PELLA — Several people spoke out against Pella City Council during an open forum regarding the swimming attire of a transgender patron at the Pella Aquatic Center.
The council had scheduled a special meeting on Tuesday with a focus on the Community Center. However, community members used the opportunity to voice displeasure to the council about a transgender male teenager and their swimming attire and use of the men's restroom at the aquatic center. The teenager wore the shirtless swimming attire typical for males that showed his female-like breasts.
The controversy gained traction in Pella after the Iowa Standard, an openly right-leaning website, made a series of posts about transgender policies both at the Pella swimming pool and at the public school district in town.
After the posts circulated around social media, citizens flooded the meeting room, with the attendance number at capacity. More than 200 people attended the meeting virtually.
The City of Pella issued a statement after being notified of the controversy.
“The City of Pella has received concerns related to the swimming attire of a patron who recently visited the Pella Aquatic Center,” the post said. “The City has reviewed the matter with legal counsel and no further action will be taken. The City considers this matter concluded.”
Many attendees demanded immediate action on the policy, saying the attire wasn’t appropriate for children visiting the aquatic center. They’ve also raised concerns on who should be able to use the men's and women’s restrooms.
Rev.
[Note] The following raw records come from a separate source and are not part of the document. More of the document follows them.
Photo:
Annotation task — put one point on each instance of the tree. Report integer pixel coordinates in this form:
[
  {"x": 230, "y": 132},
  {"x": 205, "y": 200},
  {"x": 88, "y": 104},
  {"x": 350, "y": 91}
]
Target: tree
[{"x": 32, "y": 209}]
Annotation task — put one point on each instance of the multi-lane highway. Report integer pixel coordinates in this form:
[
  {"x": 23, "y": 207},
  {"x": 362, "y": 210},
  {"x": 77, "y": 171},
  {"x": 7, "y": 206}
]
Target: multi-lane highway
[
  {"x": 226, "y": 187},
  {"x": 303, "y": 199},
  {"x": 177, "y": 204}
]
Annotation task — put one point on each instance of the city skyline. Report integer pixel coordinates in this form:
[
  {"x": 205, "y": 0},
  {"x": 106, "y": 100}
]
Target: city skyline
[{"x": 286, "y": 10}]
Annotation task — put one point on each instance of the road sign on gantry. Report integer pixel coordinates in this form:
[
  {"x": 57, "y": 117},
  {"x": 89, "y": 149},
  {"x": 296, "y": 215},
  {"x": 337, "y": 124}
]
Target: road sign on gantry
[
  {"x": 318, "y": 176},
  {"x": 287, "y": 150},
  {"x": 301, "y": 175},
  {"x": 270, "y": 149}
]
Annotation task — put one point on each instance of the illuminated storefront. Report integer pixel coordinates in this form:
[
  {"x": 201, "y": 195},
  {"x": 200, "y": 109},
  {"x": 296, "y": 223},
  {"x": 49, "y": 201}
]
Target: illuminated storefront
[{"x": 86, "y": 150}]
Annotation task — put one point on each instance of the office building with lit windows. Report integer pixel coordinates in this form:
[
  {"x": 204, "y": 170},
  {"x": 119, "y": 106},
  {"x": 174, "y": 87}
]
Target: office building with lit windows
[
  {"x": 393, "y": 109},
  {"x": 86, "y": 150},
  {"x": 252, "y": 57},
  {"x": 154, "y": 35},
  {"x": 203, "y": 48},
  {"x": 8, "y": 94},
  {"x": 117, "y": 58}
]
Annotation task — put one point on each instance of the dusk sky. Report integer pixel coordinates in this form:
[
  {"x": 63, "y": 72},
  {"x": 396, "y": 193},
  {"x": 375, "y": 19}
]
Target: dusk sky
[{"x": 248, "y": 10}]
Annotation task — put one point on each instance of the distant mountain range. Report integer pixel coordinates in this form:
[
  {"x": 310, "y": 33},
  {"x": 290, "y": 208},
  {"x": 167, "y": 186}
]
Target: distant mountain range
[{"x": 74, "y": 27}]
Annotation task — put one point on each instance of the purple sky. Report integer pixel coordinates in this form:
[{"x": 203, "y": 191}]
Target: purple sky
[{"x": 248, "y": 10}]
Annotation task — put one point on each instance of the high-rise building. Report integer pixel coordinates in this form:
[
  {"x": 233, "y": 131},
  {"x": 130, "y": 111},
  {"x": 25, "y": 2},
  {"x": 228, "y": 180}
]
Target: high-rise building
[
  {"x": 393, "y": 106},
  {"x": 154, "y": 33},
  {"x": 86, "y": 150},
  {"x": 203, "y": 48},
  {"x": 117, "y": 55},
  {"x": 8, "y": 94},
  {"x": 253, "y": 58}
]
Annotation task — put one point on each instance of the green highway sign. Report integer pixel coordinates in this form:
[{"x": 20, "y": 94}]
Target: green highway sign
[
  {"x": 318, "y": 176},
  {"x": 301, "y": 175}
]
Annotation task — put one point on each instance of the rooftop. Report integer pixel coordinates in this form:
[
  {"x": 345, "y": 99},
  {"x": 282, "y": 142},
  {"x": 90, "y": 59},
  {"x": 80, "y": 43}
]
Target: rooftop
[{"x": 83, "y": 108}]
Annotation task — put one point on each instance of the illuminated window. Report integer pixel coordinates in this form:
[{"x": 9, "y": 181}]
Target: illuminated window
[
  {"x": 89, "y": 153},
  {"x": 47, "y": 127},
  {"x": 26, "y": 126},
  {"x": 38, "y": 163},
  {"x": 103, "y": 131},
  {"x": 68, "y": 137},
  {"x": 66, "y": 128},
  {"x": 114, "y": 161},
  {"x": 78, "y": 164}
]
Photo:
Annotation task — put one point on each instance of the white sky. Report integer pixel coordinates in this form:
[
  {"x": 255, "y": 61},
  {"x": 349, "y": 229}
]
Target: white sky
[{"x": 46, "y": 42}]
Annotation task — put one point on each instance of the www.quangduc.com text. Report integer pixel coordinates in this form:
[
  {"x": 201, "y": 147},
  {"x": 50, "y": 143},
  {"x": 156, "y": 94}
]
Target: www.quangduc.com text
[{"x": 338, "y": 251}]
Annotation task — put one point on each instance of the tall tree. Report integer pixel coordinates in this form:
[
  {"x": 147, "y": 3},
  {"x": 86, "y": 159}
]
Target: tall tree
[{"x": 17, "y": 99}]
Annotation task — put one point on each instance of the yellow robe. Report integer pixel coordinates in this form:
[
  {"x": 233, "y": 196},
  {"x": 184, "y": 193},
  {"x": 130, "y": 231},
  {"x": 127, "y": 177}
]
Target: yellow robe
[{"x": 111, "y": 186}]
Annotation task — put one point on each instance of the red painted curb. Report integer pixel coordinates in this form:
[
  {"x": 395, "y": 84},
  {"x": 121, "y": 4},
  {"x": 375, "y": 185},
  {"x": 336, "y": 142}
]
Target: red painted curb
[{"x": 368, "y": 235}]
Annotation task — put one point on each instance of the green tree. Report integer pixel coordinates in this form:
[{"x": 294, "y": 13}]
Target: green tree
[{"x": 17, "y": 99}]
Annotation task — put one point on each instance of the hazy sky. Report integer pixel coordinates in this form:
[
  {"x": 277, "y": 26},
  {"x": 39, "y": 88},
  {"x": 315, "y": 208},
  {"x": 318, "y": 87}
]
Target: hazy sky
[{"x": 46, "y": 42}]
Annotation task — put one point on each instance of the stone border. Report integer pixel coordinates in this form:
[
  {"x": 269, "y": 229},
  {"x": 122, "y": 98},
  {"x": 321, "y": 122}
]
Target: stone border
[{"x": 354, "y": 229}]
Michael Shover, a pastor at Christ the Redeemer Church, said he believes the policy defies indecent exposure laws in Iowa
“It is unlawful for any person to encourage any child under 18 years of age to commit any act of delinquency,” Shover said to the council. “You're all guilty.”
Several other attendees mentioned the possibility of a lawsuit against the city if no action was taken.
One woman said the decision conflicted with the Christian origins of Pella.
“Either you're with God or you're not with God,” she said. “There is no compromise. God does not compromise, and the city works for us, the Pella people. If we're behind this, you should be behind it, and we'll stand with you.”
In response, Mayor Don DeWaard said there is a state law passed in 2007 which prohibits discrimination on the basis of sexual orientation and gender identity.
“Just so you understand, the city council does not make laws, we have to abide by the law,” DeWaard said.
Keenan Crow, the director of policy and advocacy for One Iowa, attended the virtual meeting, disagreeing with the consensus among those who spoke at the meeting.
“He doesn't have the ability to turn his gender identity on and off like a light switch, but that's exactly what this group of folks is asking him to do,” they said. “That isn't fair to him, and that certainly isn't equality.”
Crow said the council made the right decision in not pursuing further action into the matter.
“The only people asking for a violation of the law are the people asking for this policy to be changed. The law is very clear, it's been in place since 2007,” Crow said. “It requires equal treatment of transgender people, plain and simple.”
The next Pella City Council meeting will be on July 6, beginning at 6 p.m.